Houston Techfest 2014

Saturday, September 13th 2014

I went to Houston TechFest, today. If you stopped by my impromptu lunch-time presentation, I mentioned each of these topics:

But, not a presenter

For the first year, instead of presenting at the Houston TechFest, I sponsored it. Just me as my company curtissimo. I found an interesting reaction to my sponsorship as I sat with @bryanray in my unadorned booth:

disbelief

That’s right. Most people came by to ask what I was selling. Or what I was trying to get from them. They didn’t understand that I just wanted to sponsor the TechFest because I really appreciate Houston TechFest.

And, now, I wonder about the implications of this. It seems to me that, for whatever reason, something this excellent only gets sponsored by companies trying to sell you something. And, that kind of sucks.

Conferences for and by the attendees or community

It seems that the commercialization of the conference has finally reached a point where we don’t even question the setup. Companies have the power to sponsor and like on television, you have to endure the advertisements to get fresh, new content. (Or, old, stale content. Or stream-of-consciousness content, if you attend my presentations.)

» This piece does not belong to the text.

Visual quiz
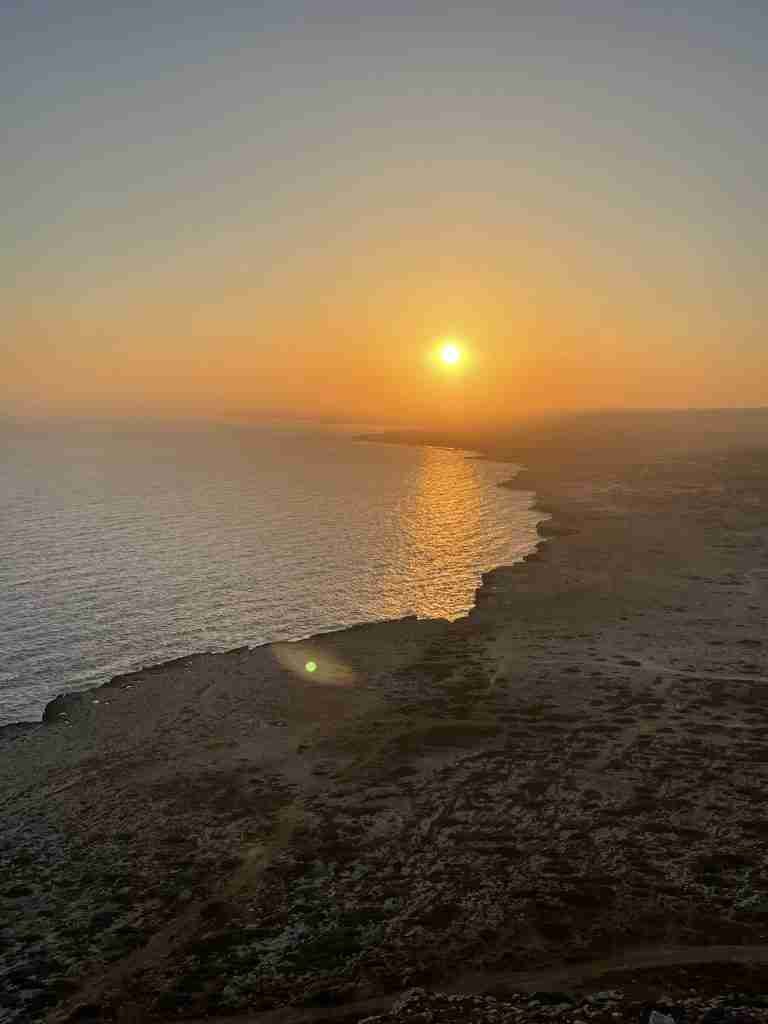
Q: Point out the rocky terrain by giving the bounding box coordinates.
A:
[0,436,768,1024]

Houston TechFest has always been this way. It’s not good or bad, it’s just the way it is. It’s quite a good list of companies.

Improving Enterprises seems to sponsor the crap out of the agile conference in Houston.

Some years ago, alt.net had an open spaces conference. It ran for two years (in the Microsoft office without Microsoft shilling) and just petered out.

Only the user groups seem somewhat immune to the corporate marketing saturation.

I guess that’s the way it is…

If TechFest is to remain free to attendees. Unless we, as a community, band together to help sponsor these events. Just adding crap up in my head, it seems that Houston TechFest may cost around $40,000 per year. What if 100 of us, the members of the Houston tech community, could donate $100 toward the cause of helping others come together to learn about the direction of IT.

Then, the tables in the hallway could contain… whatever. Just not commercials.

We could put on the PBS of conferences. That would rock.